# Lost Cockatiel...



## Guest (Dec 4, 2008)

I got a flyer through the door this morning about a lost cockatiel, a BLACK one? I've never seen a black one  but the poor thing's lost  I'm keeping an eye out for him, but I honestly wouldn't know how to catch him if I saw him ?! Apparently he's very tame and friendly... what do you think the chances are of him being found are? I read somewhere that crows and wild birds end up mobbing domestic birds


----------



## Superpettoysrus.com (Nov 23, 2008)

Hi......Poor thing in this weather. Its freezing here in gateshead, snow everywhere.I think the chances of finding him are pretty dim...fingers crossed someone already got him.

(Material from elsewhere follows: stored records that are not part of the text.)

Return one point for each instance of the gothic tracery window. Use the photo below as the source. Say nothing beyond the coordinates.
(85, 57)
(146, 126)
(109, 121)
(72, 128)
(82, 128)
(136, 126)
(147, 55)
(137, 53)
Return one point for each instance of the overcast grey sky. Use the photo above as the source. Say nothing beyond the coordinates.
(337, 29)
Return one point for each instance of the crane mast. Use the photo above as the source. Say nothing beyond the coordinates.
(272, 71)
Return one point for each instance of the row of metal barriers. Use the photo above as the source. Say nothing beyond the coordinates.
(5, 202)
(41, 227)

I found a budgie around 10 years back he was in a bush i put my finger out to him and he crept onto my hand....weird thing is when i got him home he was so untame and never even once came to me......its like he knew that he needed to come with me and this is why he walked onto my finger.


----------



## Guest (Dec 4, 2008)

Aww! Happy ending atleast he got found  it's freezing here also, and keeps snowing


----------



## Superpettoysrus.com (Nov 23, 2008)

The snows sort of stopped here...its been raining a little so i can imagine that will only make the ice worse through the night. Im dreading tomorrow, think the kids will be off again so i may not have to go anywhere. My street is on a hill so i dread icy weather having to stop the car....i slid half way down the street trying to stop this morning


----------



## Guest (Dec 4, 2008)

Oh heck! Well if you go out take care, and no sliding :frown2: lol


----------



## Superpettoysrus.com (Nov 23, 2008)

TY!.......Im planning on staying in but my fella insists on going to the gym later....its been so bad im sure the mail man not been today


----------



## sullivan (Aug 29, 2008)

RoseForTheDead said:


> I got a flyer through the door this morning about a lost cockatiel, a BLACK one? I've never seen a black one  but the poor thing's lost  I'm keeping an eye out for him, but I honestly wouldn't know how to catch him if I saw him ?! Apparently he's very tame and friendly... what do you think the chances are of him being found are? I read somewhere that crows and wild birds end up mobbing domestic birds


Great he has been found yes your right domestic birds do tend to get mobbed when they escape especaially if there brightly coloured. Although there are flocks of small parrots up north although the farmers dont like it they do alot of damage to there crops. Also they take up the homes of some of our wild birds that live in the trees.


----------